Acaba de publicarse en español un libro que ejerce desde hace años una enorme influencia en Centroeuropa: el Manual de Medicina de Santa Hildegarda (LibrosLibres), de los doctores Wighard Strehlow y Gottfried Hertzka. La clínica alpina que fundó este último tras la Segunda Guerra Mundial, situada junto al Lago Constanza, es un foco de irradiación de la denominada medicina hildegardiana, basada en las obras de la célebre mística medieval.

Juan Antonio Timor ha sido el traductor y editor de la obra y dirige una tienda on line, CasaSantaHildegarda.es, que distribuye productos y remedios difíciles de encontrar en el mercado.
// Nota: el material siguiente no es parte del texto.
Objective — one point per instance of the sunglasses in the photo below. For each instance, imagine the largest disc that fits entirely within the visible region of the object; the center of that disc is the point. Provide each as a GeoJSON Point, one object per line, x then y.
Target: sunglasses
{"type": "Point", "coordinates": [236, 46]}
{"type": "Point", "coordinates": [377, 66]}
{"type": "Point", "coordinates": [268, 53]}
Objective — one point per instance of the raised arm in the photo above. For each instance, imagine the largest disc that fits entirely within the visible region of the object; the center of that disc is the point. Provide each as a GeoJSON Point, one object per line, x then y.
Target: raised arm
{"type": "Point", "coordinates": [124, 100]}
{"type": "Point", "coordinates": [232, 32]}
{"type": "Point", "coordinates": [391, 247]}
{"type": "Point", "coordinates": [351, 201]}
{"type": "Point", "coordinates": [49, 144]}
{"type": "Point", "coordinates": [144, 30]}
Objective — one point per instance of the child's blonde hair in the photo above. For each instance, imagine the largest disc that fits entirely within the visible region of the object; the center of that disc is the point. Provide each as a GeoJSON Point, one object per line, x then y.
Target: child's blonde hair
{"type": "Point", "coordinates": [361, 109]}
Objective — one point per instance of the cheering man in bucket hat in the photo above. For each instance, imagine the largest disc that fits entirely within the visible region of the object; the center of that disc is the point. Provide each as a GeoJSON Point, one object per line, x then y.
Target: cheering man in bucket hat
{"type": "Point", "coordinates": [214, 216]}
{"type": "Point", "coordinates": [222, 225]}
-¿Quién fue Santa Hildegarda de Bingen?
-Esta santa, realmente poco conocida en nuestro país, fue una monja alemana de la orden benedictina que entró a la vida religiosa a la edad de ocho años habiendo tenido ya muchas visiones que, por otra parte, le duraron toda su vida. Nació el año 1098 y falleció el 17 de septiembre del año 1179 a los 81 años con una gran fama de santa, ya en vida.

-¿Cuál era su formación?
-Al entrar al monasterio solo había recibido una instrucción muy rudimentaria y tuvo que aprender latín para poder rezar el Oficio Divino. Así que cuando recibió la orden de la “Luz Viva” y de la “Voz” que escuchaba de escribir lo que veía y oía tuvo que recurrir a un secretario y a una monja de su comunidad que manejaban el latín mucho mejor que ella. Entre los libros que dictó los hay de teología, de ciencias naturales, de música, de medicina …e incluso un obra sobre psicoterapia ¡y estamos hablando de una monja del siglo XII! Por su vida y sus milagros ha sido declarada santa y además por el conjunto de su obra se le ha nombrado Doctora de la Iglesia.


Juan Antonio Timor.

-Entonces ¿no recibió formación sobre medicina o sobre las propiedades curativas de las plantas?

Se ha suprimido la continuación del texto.